We have shown previously that Ser phosphorylation of the D2 domain acidic insert by CK2 was blocked by mutation of Ser at positions 815, 818, 819, and 823. To study the role of the acidic insert Ser residues in CD45-mediated lymphocyte signal transduction, mutations were incorporated into expression vector hLCA.neo as shown in Fig. 1. These mutants were designated: S/A, containing the simultaneous replacement of four Ser at positions 815, 818, 819, and 823 to Ala; S/E, containing the simultaneous replacement of the four Ser to Glu; and 19, deletion of aa 808–826. The C⁶⁶⁷S mutant in the D1 domain alters the essential cysteine residue and abolishes all PTP activity of CD45. Deletion of the entire D2 domain, D2, was also prepared, but failed to express at the protein level, although mRNA was detected by Northern blot (data not shown). Two other control mutants used were Ser⁷⁸⁹Ala and Ser⁷⁸⁹Glu (not shown), which is in the substrate interaction loop at the opening of the putative active site (25, 26).

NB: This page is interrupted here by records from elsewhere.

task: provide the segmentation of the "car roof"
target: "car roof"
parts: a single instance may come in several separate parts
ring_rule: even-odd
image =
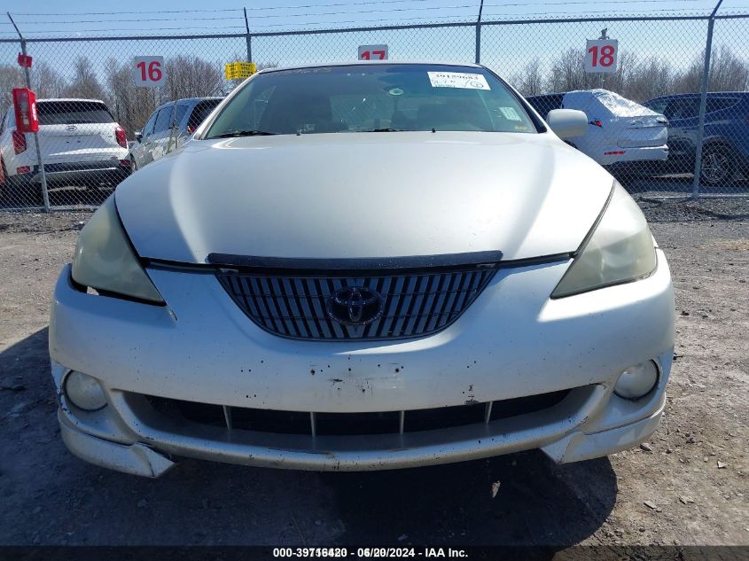
[[[37,99],[36,103],[43,103],[45,101],[87,101],[93,103],[105,104],[101,99],[83,99],[82,97],[48,97],[47,99]]]
[[[174,105],[176,103],[184,103],[185,101],[187,101],[187,102],[192,102],[192,101],[200,102],[200,101],[213,101],[213,100],[221,101],[222,99],[223,99],[223,97],[222,97],[220,96],[213,96],[213,97],[181,97],[180,99],[172,99],[171,101],[168,101],[167,103],[162,103],[160,105],[156,107],[156,109],[154,109],[153,111],[159,111],[160,109],[161,109],[162,107],[166,107],[167,105]]]
[[[693,97],[699,97],[702,94],[698,92],[693,93],[683,93],[683,94],[671,94],[668,96],[659,96],[658,97],[653,97],[652,99],[648,99],[644,103],[650,103],[651,101],[655,101],[656,99],[689,99]],[[707,97],[735,97],[739,96],[741,97],[749,97],[749,91],[708,91]]]

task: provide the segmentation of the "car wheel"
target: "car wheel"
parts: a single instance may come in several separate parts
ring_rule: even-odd
[[[730,152],[724,146],[707,146],[702,150],[700,183],[706,185],[728,183],[736,171]]]

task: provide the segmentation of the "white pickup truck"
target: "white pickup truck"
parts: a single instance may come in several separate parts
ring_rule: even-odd
[[[112,187],[130,174],[125,129],[98,99],[39,99],[39,144],[47,184]],[[42,181],[34,135],[16,129],[11,107],[0,121],[3,191],[14,203],[40,203]]]

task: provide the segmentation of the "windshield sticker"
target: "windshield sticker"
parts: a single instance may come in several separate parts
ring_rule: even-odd
[[[467,72],[427,72],[433,88],[463,88],[466,90],[491,90],[483,74]]]
[[[522,119],[520,119],[520,115],[519,115],[518,112],[515,111],[515,107],[500,107],[499,110],[502,112],[502,114],[504,115],[504,118],[509,121],[522,121]]]

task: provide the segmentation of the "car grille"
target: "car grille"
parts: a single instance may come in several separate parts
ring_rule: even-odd
[[[382,276],[309,277],[219,272],[231,299],[262,329],[301,339],[351,340],[422,337],[457,319],[495,274],[494,269],[419,271]],[[382,297],[382,315],[364,325],[328,315],[336,291],[368,289]]]
[[[536,413],[562,401],[571,390],[510,400],[408,411],[316,413],[228,407],[146,396],[161,415],[235,431],[311,436],[417,432],[490,423]]]

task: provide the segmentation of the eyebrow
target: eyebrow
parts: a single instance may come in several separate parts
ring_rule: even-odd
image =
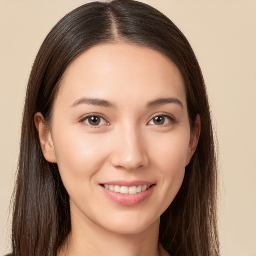
[[[98,98],[83,98],[76,100],[71,105],[70,108],[74,108],[78,106],[86,104],[86,105],[93,105],[94,106],[104,106],[105,108],[114,108],[114,105],[110,102]]]
[[[166,104],[176,104],[180,105],[182,108],[184,106],[182,102],[176,98],[158,98],[156,100],[150,102],[147,104],[148,108],[155,108],[160,106]],[[86,105],[93,105],[98,106],[104,106],[105,108],[115,108],[115,105],[112,103],[105,100],[100,100],[98,98],[83,98],[78,100],[71,105],[70,108],[74,108],[79,105],[86,104]]]
[[[178,104],[180,105],[182,108],[184,108],[184,106],[180,100],[178,98],[159,98],[156,100],[150,102],[148,104],[148,108],[154,108],[170,104]]]

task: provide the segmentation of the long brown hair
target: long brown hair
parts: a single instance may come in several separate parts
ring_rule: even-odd
[[[172,256],[218,256],[217,171],[204,82],[186,38],[163,14],[130,0],[92,2],[64,17],[44,42],[28,82],[12,224],[14,256],[55,256],[71,230],[68,194],[56,164],[44,158],[34,116],[50,120],[62,76],[80,54],[100,44],[122,41],[154,50],[172,60],[184,78],[192,129],[202,131],[176,197],[161,216],[159,239]]]

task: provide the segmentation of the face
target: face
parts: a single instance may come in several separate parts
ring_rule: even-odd
[[[196,150],[184,80],[170,60],[128,44],[94,47],[68,68],[50,129],[35,120],[56,162],[72,220],[118,234],[159,223]]]

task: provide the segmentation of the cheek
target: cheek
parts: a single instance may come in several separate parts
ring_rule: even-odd
[[[63,182],[67,184],[90,182],[88,178],[100,169],[108,157],[107,144],[100,135],[96,138],[77,130],[68,132],[56,133],[54,142]]]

View larger version (28K): [in this window] [in a new window]   FIGURE 1. Schematic representation of mutant CD45 construct. The numbering system shown at the top refers to the positions in the low m.w. isoform (CD45 RO) used in these studies. wt, full-length construct showing, transmembrane region, the D1 and D2 domain, the cytoplasmic tail, and the acidic insert (position 808–826 inclusive) showing the four Ser mutated (Ser 815, 818, 819, and 823; underlined); S/A, CD45 mutant containing the change of four Ser to Ala residues; S/E, CD45 mutant containing the change of four Ser to Glu residues; 19, CD45 mutant with the 19-aa acidic insert of D2 domain deleted; C667S, PTP inactive CD45 construct with Cys to Ser mutation in the D1 domain catalytic center.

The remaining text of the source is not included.